1

I have been struggling with my regex query for over 3 hours now. The issue is that I want to cut punctuation marks as below.

String: "th1s 1s a numer1c2w0rld. Say 'He11o W0r1d!'"

If I use regex expression [^"'\s-]\w*[\d]?\w*[^-!'"\s], it leaves out a. Everything else is okay.

Here's another attempt [^"'\s-]\w*[_]{0,2}?\w*[^-!'."\s], but once again, one-letter words are ignored by regex. Please note that _ is optional, there could be max two underscores. Hence, I added the code for [_]{0,2}?

Can someone please help me? Thanks for your help.

I researched this topic on SO and found that most of the threads e.g. Regular expression to match a whole word or one letter these mostly deal with continuous words. My words are password-type. Meaning, they could have numeric data inside words. E.g. th1s or even numer1cw0rld.


Desired Output is the string of following words.

th1s 
1s 
a 
numer1c2__w0rld
numeric_world
Say
trHe11o 
W0r1d

Additional clarification: spaces are NOT allowed in the word. That's why I added \s in my regex.

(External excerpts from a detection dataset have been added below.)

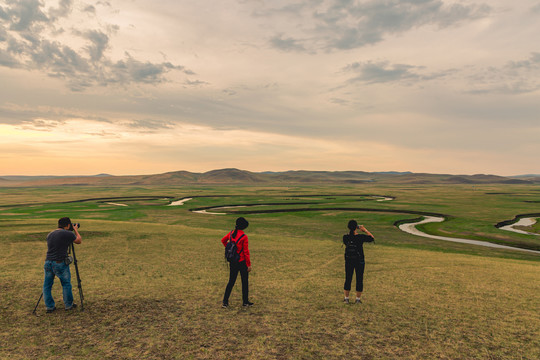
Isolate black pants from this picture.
[223,261,249,304]
[343,260,366,292]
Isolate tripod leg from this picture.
[71,243,84,311]
[32,292,43,314]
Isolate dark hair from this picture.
[58,217,71,228]
[232,217,249,238]
[235,217,249,230]
[347,220,358,235]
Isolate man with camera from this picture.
[43,217,82,313]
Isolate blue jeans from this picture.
[43,260,73,310]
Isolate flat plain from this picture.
[0,184,540,359]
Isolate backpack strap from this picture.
[229,230,246,252]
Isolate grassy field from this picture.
[0,185,540,359]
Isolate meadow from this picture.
[0,184,540,359]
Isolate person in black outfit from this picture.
[221,217,253,308]
[43,217,82,313]
[343,220,375,304]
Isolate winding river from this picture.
[499,218,540,236]
[398,216,540,254]
[170,195,540,254]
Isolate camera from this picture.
[69,223,81,231]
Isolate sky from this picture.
[0,0,540,176]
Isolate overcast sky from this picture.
[0,0,540,175]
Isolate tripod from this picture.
[32,243,84,314]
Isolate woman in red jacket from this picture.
[221,217,253,308]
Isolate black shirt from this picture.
[45,229,77,261]
[343,234,375,262]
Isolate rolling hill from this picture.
[0,168,540,187]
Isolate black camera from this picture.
[69,223,81,231]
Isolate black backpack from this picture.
[225,231,245,262]
[345,239,360,260]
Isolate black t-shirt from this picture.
[45,229,77,261]
[343,234,375,262]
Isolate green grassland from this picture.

Additional clarification: The words cannot end or start with _. However, "abcd_efgh" is valid.

wovano
  • 4,543
  • 5
  • 22
  • 49
watchtower
  • 4,140
  • 14
  • 50
  • 92
  • So spaces are allowed in a "word" if it's quoted by single quotes? – blhsing Sep 28 '18 at 05:08
  • No spaces are not allowed – watchtower Sep 28 '18 at 05:09
  • @blhsing: Thanks...I checked regex101, but I don't see it. I could be mistaken? – watchtower Sep 28 '18 at 05:11
  • Not sure I am following your question (one of the items in your expected output contains a space, but then you say that spaces are not allowed). Are you trying to match everything but single quotes, double quotes, and spaces? Something like `/[^'"\s]+/` – benvc Sep 28 '18 at 05:12
  • Yes, benvc. That's right. I am using regex to strip off all punctuation and spaces. `_`s must remain. – watchtower Sep 28 '18 at 05:13
  • And what would be the expected output for words with more than 2 underscores, e.g. `abc___xyz`? – blhsing Sep 28 '18 at 05:17
  • @blhsing - For words with two underscores, we could keep them. Underscores could also be dashes. I don't know how to handle dashes. – watchtower Sep 28 '18 at 05:18
  • So `abc___xyz` would become two words `abc` and `xyz`? Can a word begin or end with underscores? So is `_abc` considered a word? Can a word contain multiple occurrences of two or less underscores, e.g. is `abc__xyz__123` one word? – blhsing Sep 28 '18 at 05:19
  • 1
    @blhsing - No, a word cannot begin or end with an underscore or a dash. So, `abd_` or `_abd` are invalid. However, `abcd_def` is valid. – watchtower Sep 28 '18 at 05:22
  • What should a_b_c_d produce? – ysth Sep 30 '18 at 08:16
  • @ysth: `a_b_c_d`. Please see answer from ikegami. It also focuses on efficiency.` – watchtower Sep 30 '18 at 16:41

5 Answers5

4

If you were ok with leading and trailing _, you'd simply use the following:

\w+

If you wanted no _ at all, you'd simply use use the following:

[^\W_]+    # Like \w, but doesn't match "_"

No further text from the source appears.